When the program is compiled in UTF-8 mode, int-based I/O needs to be used. In byte mode, char-based I/O can be used.
If the tags are encoded in the Unicode private use area, it’s unlikely that user programs would use them; however, the encoding would be more expensive.
If the user cannot call builtin I/O commands (e.g., they are compiled as syscalls), then analysis is easy. Each syscall is atomic.
If the user can initiate syscalls by hand, then analysis is more complicated. A state value, tracking what has been passed over the protocol, needs to be maintained.
It has the following states:
digraph states {
start -> open0 [label="printc SYS_OPEN"];
open0 -> open1 [label="printi len"];
open1 -> open1 [label="printc ch (len times)"];
open1 -> open2 [label="readi n"];
open2 -> start [label="ε"];
start -> read0 [label="printc SYS_READ"];
read0 -> read1 [label="printi fd"];
read1 -> read2 [label="printi len"];
read2 -> read3 [label="readi n"];
read3 -> read3 [label="readc (n times)"];
read3 -> start [label="ε"];
start -> write0 [label="printc SYS_WRITE"];
write0 -> write1 [label="printi fd"];
write1 -> write2 [label="printi len"];
write2 -> write2 [label="printc ch (len times)"];
write2 -> write3 [label="readi n"];
write3 -> start [label="ε"];
}
Modeled something like this (with abstract values):
enum SysState {
Start,
OpenStart,
OpenWithLen(Value),
OpenWithChars(Value, Vec<Value>),
ReadStart,
ReadWithFd(Value),
ReadWithLen(Value, Value),
ReadWithN(Value, Value, Value),
ReadWithChars(Value, Value, Value, Vec<Value>),
WriteStart,
WriteWithFd(Value),
WriteWithLen(Value, Value),
WriteWithChars(Value, Value, Vec<Value>),
WriteWithN(Value, Value, Vec<Value>, Value),
}
Then rewrite rules can target these states. If an invalid transition occurs, the code is replaced with the corresponding error that would be made by the driver. Sub-instructions for multiple syscalls cannot be interleaved, because doing so would be incomprehensible to the driver.

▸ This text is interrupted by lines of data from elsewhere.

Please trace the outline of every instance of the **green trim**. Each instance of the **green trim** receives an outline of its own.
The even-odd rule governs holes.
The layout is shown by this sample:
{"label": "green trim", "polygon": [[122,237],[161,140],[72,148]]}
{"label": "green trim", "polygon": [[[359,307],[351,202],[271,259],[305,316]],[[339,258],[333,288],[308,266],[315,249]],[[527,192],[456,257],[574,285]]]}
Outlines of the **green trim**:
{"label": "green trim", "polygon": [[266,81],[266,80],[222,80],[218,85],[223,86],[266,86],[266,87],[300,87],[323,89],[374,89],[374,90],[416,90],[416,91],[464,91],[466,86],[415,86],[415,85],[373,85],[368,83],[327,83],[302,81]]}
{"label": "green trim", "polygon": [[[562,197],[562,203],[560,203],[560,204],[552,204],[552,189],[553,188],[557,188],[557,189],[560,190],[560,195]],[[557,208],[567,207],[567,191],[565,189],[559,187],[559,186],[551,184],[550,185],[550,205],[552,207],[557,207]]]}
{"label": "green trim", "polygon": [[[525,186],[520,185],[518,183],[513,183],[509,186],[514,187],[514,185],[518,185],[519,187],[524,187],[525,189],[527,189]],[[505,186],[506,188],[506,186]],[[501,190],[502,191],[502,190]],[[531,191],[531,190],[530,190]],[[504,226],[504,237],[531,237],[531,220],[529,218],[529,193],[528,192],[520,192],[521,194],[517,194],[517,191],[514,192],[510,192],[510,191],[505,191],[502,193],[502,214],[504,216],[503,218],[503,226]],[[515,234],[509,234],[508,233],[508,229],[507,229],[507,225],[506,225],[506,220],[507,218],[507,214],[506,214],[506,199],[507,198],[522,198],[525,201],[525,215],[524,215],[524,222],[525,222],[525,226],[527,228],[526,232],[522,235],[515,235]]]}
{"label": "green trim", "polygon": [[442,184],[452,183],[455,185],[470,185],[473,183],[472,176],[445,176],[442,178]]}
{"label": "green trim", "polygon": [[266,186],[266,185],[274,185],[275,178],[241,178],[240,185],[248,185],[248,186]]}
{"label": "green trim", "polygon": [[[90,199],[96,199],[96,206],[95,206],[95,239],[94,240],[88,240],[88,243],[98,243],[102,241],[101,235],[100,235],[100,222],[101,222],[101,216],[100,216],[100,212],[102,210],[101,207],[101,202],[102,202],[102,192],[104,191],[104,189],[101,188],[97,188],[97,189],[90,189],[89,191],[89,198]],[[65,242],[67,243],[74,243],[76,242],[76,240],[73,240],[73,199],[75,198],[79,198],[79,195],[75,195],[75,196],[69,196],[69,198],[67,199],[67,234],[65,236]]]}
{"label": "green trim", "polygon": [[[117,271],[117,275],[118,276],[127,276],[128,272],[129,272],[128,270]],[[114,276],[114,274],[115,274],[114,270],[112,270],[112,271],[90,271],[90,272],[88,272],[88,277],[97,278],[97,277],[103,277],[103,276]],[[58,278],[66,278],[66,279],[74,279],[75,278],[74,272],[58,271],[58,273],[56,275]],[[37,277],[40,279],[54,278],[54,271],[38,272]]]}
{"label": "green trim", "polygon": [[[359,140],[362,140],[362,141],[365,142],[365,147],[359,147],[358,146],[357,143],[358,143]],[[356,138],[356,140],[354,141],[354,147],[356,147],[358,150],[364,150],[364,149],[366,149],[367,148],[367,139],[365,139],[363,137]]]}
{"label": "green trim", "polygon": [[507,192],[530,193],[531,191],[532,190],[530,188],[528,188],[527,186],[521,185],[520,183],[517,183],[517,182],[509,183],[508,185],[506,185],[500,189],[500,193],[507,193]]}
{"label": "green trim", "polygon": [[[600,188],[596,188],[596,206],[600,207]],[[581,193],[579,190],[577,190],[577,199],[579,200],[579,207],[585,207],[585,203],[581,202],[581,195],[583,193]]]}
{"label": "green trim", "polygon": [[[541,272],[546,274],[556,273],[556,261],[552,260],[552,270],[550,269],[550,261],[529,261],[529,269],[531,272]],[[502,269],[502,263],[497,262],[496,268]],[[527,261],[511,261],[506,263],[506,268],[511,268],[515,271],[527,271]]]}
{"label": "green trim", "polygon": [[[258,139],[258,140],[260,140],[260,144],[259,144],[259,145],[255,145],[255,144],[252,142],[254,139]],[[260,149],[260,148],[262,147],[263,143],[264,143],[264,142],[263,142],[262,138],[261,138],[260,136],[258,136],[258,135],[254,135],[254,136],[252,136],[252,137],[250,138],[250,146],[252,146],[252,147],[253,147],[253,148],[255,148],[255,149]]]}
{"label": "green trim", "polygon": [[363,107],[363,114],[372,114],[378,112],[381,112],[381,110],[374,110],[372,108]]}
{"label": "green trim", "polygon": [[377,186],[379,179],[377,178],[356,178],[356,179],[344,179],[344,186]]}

For arbitrary user implementations of these syscalls, a loop analysis would need to transform the sequence of prints into a buffer.
egglog-ish rewrites:
(printc SYS_OPEN Start) ==> (sys-open-part0 Start)
(printi ?len (sys-open-part0 ?st)) ==> (sys-open-part1 ?len ?st)
(counted-loop
?len ; iterations
[(sys-open-part1 ?len ?st)] ; initial IVs
; loop body, taking IV inputs and producing IV outputs
(region (?st2) (printc 42 ?st2))
)
==> (sys-open-part2 [42, 42, ..., 42] ?st)
(readi ?n-addr (sys-open-part2 ?buf ?st)) ==> (sys-open ?buf ?n-addr ?st)
(printc SYS_READ Start) ==> (sys-read-part0 Start)
; …
(printc SYS_WRITE Start) ==> (sys-write-part0 Start)
; …
It would be nice to be able to write egglog rewrite patterns as exhaustive matches, instead of individual cases. How would this affect join ordering?